Independent synthesis.

Rare.

He felt a flicker of respect. Clean. Quiet. Logged.

The bell ended the lesson. Students escaped with relief. He remained seated for two seconds longer and replayed the entire lecture once.

Still intact.

He stood and followed the current back into the corridor.

By midday, a pattern had formed.

Each class was a filter. Some students engaged. Most drifted. Teachers rewarded consistency more than brilliance. The system favored those who could endure repetition without boredom.

That suited him perfectly.

Repetition was not dull if the goal was mastery.

Lunch passed in another wave of observation. Faces sorted themselves into categories. Ambitious. lazy. volatile. dependable. He did not need to know everyone. Only the ones who would matter later.

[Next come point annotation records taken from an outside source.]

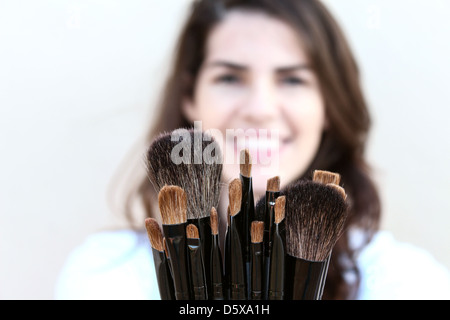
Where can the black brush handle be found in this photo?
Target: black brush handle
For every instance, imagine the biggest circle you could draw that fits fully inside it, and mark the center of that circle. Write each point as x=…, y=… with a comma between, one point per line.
x=175, y=235
x=277, y=264
x=227, y=255
x=244, y=221
x=269, y=222
x=204, y=229
x=197, y=269
x=163, y=276
x=304, y=278
x=257, y=271
x=217, y=286
x=238, y=284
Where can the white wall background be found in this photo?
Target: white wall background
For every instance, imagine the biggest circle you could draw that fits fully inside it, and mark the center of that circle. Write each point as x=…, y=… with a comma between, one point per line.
x=78, y=80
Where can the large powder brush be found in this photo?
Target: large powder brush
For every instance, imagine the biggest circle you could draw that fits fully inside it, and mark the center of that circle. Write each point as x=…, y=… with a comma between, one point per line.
x=192, y=160
x=315, y=220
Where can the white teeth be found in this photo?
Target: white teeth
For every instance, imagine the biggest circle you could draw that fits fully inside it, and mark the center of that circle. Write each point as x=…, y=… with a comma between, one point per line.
x=258, y=143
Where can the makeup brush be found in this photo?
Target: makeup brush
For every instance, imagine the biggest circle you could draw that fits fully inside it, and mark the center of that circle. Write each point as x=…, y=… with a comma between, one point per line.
x=278, y=253
x=247, y=208
x=172, y=206
x=256, y=262
x=227, y=254
x=196, y=263
x=217, y=288
x=237, y=277
x=272, y=192
x=163, y=276
x=332, y=179
x=315, y=218
x=198, y=172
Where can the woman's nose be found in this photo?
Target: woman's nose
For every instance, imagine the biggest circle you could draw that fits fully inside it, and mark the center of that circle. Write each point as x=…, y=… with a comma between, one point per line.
x=260, y=105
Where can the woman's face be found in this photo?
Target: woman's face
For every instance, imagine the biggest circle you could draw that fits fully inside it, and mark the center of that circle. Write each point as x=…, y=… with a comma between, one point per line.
x=256, y=77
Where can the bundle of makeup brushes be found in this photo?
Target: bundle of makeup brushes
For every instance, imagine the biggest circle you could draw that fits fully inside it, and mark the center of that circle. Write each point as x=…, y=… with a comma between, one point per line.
x=276, y=249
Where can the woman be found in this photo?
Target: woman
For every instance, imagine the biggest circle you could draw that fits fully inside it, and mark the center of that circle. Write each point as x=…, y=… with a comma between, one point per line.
x=284, y=66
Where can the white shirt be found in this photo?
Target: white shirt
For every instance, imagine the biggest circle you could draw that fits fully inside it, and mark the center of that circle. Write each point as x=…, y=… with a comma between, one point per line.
x=118, y=265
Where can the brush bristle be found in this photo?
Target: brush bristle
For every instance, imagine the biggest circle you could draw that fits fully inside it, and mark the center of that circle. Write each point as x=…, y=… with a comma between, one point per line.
x=154, y=234
x=172, y=203
x=192, y=231
x=235, y=196
x=246, y=163
x=198, y=173
x=273, y=184
x=257, y=231
x=326, y=177
x=339, y=189
x=315, y=219
x=280, y=204
x=165, y=248
x=214, y=220
x=260, y=208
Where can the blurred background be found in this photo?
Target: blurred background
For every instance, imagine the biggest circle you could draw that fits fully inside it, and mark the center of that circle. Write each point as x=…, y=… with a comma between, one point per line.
x=79, y=79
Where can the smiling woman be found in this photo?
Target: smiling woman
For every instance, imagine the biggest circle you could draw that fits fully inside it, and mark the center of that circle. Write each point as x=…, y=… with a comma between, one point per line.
x=265, y=83
x=283, y=66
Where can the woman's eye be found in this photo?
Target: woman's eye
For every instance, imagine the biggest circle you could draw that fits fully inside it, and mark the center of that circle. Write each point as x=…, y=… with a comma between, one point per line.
x=293, y=80
x=228, y=79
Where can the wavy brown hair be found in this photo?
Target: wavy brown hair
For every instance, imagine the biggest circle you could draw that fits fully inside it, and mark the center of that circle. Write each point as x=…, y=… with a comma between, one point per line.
x=343, y=143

The castle revealed hidden logic the longer he walked its halls. Staircases that forced traffic through narrow points. Portraits that watched movement. Teachers positioned where they could intercept problems before they spread.

Control architecture disguised as tradition.

Elegant.

By evening, fatigue settled into the student body. Voices dropped. Steps slowed. He felt the tiredness in Draco's muscles but not in his mind. The Inner Interface held his thoughts sharp.

He stood near a high window and looked out at the darkening grounds.

The day replayed automatically. Breakfast. History. corridor flows. behavioral patterns. Every detail stacked into a growing internal map.

Hogwarts was no longer a fantasy location.

It was a system he could model.

Magic was not random here. It was structured, taught, measured, ranked. A ladder hidden inside ritual and childhood.

He felt the hunger return.

Stronger now.

Not wild. Directed.

Every year must produce measurable gain.

The sentence settled into place like a rule carved into stone.

He turned from the window and walked back toward the dormitory with steady steps. Around him, students talked about homework and gossip and small victories.

He walked through it untouched.

They were living inside the story.

He was studying the framework that held it together.

And tomorrow, he would begin climbing.